Binary types can be added, removed, enabled and disabled at any time; see the documentation above for details (the semantics are surprising, the virtual filesystem used here doesn't behave entirely like a standard filesystem). /proc/sys/fs/binfmt_misc/status gives the global status, and each binary "descriptor" shows its individual status. Another way of disabling binfmt_misc is to unload its kernel module, if it's built as a module; this also means it's possible to blacklist it to avoid it entirely.

This feature allows new binary types to be supported, such as MZ executables (which include Windows PE and PE+ binaries, but also DOS and OS/2 binaries!), Java JAR files... It also allows known binary types to be supported on new architectures, typically using Qemu; thus, with the appropriate libraries, you can transparently run ARM Linux binaries on an Intel processor!
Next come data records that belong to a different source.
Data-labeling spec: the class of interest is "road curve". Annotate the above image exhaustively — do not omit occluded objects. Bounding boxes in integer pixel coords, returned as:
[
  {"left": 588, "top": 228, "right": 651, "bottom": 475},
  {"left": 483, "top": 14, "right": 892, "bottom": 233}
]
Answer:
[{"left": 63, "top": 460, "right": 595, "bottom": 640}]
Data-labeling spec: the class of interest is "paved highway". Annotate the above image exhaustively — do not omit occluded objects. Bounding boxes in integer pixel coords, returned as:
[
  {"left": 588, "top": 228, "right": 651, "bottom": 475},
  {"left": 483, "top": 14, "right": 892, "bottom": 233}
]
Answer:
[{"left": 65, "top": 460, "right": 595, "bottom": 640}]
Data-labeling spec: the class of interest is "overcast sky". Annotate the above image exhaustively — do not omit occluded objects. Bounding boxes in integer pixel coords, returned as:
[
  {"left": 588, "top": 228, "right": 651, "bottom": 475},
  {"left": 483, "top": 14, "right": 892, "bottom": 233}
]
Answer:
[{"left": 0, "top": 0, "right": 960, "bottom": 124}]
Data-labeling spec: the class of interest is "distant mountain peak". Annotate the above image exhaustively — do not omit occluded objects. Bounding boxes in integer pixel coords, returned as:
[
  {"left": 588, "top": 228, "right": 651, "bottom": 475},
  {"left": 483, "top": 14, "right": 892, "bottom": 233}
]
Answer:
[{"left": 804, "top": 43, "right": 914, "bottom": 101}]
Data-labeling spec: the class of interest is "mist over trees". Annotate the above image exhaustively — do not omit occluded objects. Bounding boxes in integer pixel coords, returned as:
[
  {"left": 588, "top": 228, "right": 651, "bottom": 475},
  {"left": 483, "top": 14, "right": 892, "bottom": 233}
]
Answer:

Your question stemmed from cross-compilation, albeit in the .NET sense, and that brings up a caveat with binfmt_misc: some configuration scripts misbehave when you try to cross-compile on a system which can run the cross-compiled binaries. Typically, detecting cross-compilation involves building a binary and attempting to run it; if it runs, you're not cross-compiling, if it doesn't, you are (or your compiler's broken). autoconf scripts can usually be fixed in this case by explicitly specifying the build and host architectures, but sometimes you'll have to disable binfmt_misc temporarily...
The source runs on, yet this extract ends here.